When the men at the party weren't belting down drinks, they were fetching drinks for the girls. Things were loosening up. There was the sound of wild laughter as the black girl climbed onto the shoulders of a chunky, balding man with a bright tie.

He paraded her around the room as she gulped a martini. When the drink was finished she tossed the glass away, then stripped her blouse up over her head and hurled it into the admiring crowd. Her breasts were heavy onyx, glistening with sweat.

The men clapped and cheered—and worked harder at their drinks as the other women began to step out of their dresses.

There were about a dozen females in the room, and soon they were all topless or completely naked. When the men began to huff and stumble out of their suits, Hawker knew it was time to find his hosts, give his regrets, and get the hell out.

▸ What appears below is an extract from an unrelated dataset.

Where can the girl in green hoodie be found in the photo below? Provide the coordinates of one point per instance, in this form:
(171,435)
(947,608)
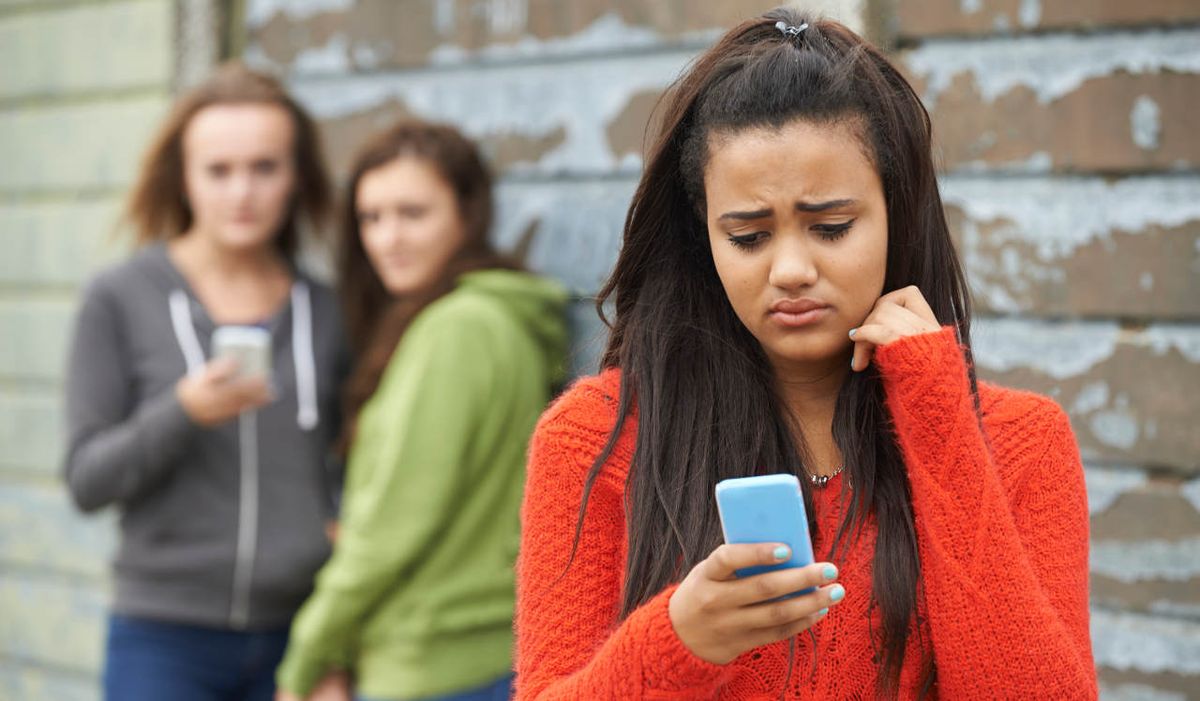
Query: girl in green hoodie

The black girl had dismounted. She eyed Hawker from across the room, then padded through the staggering couples to the corner where he stood. She was down to sheer white bikini panties now, and her black pubic thatch was visible beneath them.

“How 'bout it, honey?” she challenged demurely, fingering the buttons on his sportscoat. “I'm all heated up and got no one to play with.”

Hawker looked over her shoulder. “You're in luck. I think your friends are choosing up teams right now.”

“Yeah,” she said, pressing her bare breasts against him, “but I don't want to give these to anybody but you.”

“I can't accept any gifts that won't fit in my pocket,” said Hawker. “And those definitely will not fit.”

Across the room, he had spotted Saul Beckerman's wife, Felicia. She wore a sleek white evening dress, and her raven-black hair tumbled spectacularly over her shoulders. Felicia's jaw was clamped tight, and her eyes blazed. She did not look happy.

Hawker handed his empty Tuborg bottle to the black girl. “Sorry,” he said. “Company rules.”

The bottle crashed to the floor as Hawker walked away.

He had met Felicia Beckerman only once before, at some civic function where everyone was too busy being polite to have a good time. She had struck him then as being an unlikely partner for Saul. For one thing, she seemed too bright. Too sure of herself. Too confident in her role of the modern woman to waste her time on a guy as crass as Saul.

Saul had money. And men with money usually end up with beautiful women. But Hawker had always expected Saul to end up with one of the brassy beauties. A gum chewer. A bleacher of hair and master of profanity. A loud dresser and louder talker.